At that time, given his diarrhoea and nausea, Sparrow had "persuaded him to lay up, telling him that he was killing himself with work", and, as Sparrow remarked to the coroner, whilst "persons labouring under the symptoms such as I have described the deceased to have suffered, are sometimes the victims of an uncontrollable suicidal impulse", he had formed the opinion that "the deceased's mental faculties were very much impaired", that "his mind was giving way, and that he was in a very different condition from what he had been in all his life before", and "was fearful of permanent insanity, rather than of any act of [suicide]". He also remarked that he had, therefore, come to the conclusion, that Engledue "was not in that condition which would induce me to recommend that his mother and sister keep a strict watch over him".

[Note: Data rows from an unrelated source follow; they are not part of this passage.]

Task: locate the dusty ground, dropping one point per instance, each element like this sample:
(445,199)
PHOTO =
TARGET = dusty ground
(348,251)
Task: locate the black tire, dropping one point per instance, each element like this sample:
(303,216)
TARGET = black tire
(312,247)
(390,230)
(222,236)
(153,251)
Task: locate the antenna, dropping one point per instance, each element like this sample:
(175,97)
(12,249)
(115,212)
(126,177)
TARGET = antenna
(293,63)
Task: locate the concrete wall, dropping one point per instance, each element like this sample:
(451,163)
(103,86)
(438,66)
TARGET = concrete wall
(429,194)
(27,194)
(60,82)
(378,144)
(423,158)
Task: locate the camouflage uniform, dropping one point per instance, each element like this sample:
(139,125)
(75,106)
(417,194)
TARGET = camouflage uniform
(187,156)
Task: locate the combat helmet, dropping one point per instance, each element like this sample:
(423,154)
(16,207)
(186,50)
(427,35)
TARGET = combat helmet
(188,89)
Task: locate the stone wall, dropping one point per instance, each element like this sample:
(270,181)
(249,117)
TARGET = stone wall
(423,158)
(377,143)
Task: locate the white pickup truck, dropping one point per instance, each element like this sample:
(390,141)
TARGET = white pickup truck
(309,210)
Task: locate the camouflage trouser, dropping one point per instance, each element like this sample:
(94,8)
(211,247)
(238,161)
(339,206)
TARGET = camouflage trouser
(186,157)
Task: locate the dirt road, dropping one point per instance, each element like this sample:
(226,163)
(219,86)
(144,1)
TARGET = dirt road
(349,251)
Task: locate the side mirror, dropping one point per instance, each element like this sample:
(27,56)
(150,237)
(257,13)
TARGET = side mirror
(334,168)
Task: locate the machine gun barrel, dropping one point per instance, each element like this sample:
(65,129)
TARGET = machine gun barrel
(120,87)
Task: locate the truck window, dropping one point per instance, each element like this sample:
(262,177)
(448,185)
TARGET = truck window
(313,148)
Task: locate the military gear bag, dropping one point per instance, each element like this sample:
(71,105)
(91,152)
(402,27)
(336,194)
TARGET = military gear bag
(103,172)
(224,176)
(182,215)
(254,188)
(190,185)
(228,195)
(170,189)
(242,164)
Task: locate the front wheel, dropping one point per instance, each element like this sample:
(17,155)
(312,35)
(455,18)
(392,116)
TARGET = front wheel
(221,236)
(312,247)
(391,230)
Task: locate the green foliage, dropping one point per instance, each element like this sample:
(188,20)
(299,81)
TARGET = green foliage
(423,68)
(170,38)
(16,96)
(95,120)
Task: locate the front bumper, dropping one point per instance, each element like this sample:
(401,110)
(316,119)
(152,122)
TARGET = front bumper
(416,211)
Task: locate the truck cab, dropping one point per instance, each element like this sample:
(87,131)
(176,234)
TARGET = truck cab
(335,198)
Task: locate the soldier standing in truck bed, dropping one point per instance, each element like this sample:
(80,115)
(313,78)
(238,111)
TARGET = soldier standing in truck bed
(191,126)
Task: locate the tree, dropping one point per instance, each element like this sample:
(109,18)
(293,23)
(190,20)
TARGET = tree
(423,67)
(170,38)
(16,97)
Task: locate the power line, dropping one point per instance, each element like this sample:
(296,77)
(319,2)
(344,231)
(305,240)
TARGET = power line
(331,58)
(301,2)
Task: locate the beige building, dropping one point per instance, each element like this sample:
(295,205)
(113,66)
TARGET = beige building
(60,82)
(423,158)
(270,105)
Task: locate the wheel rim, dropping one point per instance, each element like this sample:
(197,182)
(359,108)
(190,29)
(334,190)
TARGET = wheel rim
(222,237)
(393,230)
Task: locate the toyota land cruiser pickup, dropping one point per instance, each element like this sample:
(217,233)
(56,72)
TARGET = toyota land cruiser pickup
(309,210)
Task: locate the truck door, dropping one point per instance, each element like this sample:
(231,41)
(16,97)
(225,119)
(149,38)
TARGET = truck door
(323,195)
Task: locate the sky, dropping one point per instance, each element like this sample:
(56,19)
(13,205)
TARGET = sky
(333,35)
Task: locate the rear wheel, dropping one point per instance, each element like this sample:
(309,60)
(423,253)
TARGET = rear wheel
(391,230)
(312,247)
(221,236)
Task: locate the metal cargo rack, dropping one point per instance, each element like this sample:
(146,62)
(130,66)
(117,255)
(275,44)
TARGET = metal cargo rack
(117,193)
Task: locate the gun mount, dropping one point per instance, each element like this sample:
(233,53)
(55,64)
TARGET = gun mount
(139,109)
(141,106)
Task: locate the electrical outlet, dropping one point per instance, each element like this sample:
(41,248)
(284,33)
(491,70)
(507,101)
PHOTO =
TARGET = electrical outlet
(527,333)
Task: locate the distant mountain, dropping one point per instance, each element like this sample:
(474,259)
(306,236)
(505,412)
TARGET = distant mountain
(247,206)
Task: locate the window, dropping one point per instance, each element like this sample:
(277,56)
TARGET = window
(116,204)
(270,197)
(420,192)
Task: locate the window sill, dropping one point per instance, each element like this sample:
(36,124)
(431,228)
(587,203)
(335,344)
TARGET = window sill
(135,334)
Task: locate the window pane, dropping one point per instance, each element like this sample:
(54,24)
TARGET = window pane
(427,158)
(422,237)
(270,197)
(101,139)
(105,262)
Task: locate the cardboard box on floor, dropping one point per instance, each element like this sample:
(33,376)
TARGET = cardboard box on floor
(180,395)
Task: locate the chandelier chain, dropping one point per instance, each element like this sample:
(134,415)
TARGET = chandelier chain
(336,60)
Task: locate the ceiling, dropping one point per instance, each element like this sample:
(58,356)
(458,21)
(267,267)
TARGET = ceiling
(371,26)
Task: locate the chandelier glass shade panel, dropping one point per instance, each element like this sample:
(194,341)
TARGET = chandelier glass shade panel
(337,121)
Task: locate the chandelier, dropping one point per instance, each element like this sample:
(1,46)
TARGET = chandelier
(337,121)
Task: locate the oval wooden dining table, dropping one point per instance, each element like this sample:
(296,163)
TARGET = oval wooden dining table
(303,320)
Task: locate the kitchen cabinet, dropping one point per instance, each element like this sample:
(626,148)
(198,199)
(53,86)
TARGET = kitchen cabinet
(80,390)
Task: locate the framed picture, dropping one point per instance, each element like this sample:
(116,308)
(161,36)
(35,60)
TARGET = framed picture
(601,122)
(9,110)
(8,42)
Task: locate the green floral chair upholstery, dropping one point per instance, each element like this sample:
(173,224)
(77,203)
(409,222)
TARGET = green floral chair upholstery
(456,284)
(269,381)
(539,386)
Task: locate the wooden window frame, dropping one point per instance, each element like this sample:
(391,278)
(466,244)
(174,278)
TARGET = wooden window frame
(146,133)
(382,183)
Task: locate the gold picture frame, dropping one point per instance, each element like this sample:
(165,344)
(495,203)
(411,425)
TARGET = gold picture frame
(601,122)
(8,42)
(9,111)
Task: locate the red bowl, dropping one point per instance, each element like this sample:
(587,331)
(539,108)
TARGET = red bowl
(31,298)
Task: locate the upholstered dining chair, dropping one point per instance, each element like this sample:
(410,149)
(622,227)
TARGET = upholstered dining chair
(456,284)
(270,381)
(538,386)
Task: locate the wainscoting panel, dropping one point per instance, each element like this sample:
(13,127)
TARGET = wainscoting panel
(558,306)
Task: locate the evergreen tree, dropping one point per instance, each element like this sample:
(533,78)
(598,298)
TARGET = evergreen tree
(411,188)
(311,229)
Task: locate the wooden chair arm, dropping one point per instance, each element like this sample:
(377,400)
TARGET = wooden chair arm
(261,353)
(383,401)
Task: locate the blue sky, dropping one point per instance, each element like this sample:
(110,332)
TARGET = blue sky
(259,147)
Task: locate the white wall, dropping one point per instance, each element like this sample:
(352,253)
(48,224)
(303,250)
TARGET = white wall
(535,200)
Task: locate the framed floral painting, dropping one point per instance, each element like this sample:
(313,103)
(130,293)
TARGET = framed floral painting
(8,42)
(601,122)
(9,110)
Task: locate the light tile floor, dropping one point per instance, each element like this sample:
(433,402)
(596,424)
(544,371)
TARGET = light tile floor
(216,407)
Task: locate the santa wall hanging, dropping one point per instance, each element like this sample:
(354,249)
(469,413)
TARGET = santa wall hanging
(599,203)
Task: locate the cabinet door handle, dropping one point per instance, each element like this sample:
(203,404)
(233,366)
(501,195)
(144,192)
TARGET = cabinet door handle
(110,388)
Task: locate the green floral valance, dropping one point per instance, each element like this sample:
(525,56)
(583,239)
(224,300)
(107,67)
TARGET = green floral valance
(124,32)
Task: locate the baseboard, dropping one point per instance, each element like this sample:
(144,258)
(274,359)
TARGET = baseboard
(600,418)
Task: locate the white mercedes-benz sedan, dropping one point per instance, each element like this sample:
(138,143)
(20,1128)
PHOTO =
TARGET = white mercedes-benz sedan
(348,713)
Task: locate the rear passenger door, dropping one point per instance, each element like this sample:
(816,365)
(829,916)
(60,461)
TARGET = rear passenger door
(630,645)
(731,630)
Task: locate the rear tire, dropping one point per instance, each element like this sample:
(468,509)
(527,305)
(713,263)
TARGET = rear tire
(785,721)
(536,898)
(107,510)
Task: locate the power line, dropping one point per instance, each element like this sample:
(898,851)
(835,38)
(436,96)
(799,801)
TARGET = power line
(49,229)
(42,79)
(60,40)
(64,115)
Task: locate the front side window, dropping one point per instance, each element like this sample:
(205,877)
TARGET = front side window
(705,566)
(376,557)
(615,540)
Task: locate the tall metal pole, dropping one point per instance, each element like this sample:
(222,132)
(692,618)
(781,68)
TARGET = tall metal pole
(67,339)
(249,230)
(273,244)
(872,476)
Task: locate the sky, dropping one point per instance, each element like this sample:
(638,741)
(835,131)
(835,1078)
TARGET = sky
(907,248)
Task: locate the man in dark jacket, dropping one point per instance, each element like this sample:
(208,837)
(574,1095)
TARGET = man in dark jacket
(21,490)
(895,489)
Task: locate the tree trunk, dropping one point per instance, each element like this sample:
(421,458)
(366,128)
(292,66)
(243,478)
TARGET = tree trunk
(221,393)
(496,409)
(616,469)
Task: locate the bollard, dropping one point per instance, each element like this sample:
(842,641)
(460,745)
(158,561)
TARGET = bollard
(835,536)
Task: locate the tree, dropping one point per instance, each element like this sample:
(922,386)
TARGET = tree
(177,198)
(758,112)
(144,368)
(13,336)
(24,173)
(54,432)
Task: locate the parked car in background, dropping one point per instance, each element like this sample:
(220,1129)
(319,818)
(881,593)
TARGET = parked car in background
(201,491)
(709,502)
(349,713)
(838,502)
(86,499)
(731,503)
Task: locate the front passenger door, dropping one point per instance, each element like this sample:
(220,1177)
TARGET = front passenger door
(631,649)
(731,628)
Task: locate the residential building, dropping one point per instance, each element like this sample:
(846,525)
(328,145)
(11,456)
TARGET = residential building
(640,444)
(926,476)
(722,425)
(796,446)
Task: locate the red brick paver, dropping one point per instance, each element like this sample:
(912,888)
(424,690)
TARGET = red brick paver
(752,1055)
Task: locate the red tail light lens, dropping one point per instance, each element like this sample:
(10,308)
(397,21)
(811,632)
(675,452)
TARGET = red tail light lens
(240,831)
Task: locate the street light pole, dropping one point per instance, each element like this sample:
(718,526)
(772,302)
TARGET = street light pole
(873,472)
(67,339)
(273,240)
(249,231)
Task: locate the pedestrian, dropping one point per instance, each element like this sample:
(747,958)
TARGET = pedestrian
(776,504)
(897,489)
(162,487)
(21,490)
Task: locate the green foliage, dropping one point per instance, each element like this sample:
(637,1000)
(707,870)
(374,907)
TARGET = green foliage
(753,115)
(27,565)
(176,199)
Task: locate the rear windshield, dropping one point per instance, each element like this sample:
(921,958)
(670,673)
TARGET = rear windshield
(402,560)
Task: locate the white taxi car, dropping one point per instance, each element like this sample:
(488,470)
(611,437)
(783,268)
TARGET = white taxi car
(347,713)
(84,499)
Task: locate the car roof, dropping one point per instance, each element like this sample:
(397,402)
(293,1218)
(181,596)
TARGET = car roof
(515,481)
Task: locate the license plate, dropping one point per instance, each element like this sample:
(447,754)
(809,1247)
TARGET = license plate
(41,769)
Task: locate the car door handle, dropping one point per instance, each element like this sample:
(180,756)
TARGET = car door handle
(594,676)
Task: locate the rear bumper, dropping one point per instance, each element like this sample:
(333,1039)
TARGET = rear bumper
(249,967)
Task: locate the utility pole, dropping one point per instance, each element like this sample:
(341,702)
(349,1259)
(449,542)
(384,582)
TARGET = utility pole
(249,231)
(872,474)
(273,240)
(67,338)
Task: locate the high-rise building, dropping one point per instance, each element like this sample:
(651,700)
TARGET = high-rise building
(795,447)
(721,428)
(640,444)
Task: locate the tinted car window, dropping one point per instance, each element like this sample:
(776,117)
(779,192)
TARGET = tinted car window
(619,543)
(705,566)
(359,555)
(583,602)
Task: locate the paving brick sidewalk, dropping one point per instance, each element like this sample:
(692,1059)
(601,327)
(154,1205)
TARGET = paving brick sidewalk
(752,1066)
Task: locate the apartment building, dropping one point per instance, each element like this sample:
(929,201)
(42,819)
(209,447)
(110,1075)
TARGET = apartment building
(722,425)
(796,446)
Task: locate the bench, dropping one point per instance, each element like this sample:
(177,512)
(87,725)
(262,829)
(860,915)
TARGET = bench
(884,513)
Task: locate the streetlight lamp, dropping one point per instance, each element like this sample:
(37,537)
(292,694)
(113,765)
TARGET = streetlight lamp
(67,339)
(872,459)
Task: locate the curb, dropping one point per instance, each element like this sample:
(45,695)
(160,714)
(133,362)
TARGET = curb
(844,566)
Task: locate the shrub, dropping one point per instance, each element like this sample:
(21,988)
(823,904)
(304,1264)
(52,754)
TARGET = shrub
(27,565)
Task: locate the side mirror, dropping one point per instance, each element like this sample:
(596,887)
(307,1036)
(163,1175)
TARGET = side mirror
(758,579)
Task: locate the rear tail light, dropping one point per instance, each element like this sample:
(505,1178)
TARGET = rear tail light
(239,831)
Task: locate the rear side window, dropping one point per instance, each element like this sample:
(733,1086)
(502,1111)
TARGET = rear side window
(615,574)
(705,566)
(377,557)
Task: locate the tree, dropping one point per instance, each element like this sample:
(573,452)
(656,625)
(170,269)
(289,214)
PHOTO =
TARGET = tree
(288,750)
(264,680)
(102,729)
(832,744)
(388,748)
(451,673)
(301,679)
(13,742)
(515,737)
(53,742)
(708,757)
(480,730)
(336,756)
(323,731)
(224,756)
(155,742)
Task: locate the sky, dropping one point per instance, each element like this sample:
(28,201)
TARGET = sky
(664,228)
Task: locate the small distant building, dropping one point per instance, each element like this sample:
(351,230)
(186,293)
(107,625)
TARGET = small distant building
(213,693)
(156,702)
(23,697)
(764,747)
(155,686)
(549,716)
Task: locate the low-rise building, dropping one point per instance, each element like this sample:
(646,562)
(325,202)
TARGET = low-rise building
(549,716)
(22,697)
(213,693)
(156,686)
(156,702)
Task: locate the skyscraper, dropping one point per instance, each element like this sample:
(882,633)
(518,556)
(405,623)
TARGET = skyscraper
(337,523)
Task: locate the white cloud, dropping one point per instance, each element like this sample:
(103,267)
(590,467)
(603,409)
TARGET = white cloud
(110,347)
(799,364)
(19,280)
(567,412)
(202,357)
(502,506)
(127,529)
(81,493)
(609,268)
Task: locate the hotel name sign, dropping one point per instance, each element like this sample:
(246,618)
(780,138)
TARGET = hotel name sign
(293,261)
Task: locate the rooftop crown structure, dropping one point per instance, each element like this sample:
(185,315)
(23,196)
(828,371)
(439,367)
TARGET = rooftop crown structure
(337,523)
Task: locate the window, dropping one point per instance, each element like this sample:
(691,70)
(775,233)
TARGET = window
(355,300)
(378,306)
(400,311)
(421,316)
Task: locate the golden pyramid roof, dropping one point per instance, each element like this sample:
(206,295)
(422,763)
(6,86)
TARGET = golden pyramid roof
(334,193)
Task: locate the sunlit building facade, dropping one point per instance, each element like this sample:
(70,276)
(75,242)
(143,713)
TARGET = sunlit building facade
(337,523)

Sparrow made a point of emphasizing that there was nothing extraordinary about Engledue possessing prussic acid, because "bi-carbonate of potash (i.e., potassium bicarbonate) in combination with prussic acid (i.e., hydrogen cyanide) is frequently prescribed as a medicinal agent … in case[s] of nausea in the disease under which the deceased was labouring … and medical men frequently have recourse to it"; and, whilst stressing that he had not prescribed this mixture in Engledue's case, he also remarked that there would have been nothing remarkable about Engledue self-prescribing its administration. Engledue's local dispensing chemist gave evidence that he had supplied Engledue's written request for "specific quantities of solution of taraxacum (i.e., dandelion), tincture of gentium, bicarbonate of potash, together with three drachmes of prussic acid" three days earlier. The jury delivered the following verdict: "That the deceased died from the effects of prussic acid, taken with intent to destroy life, while in a state of unsound mind."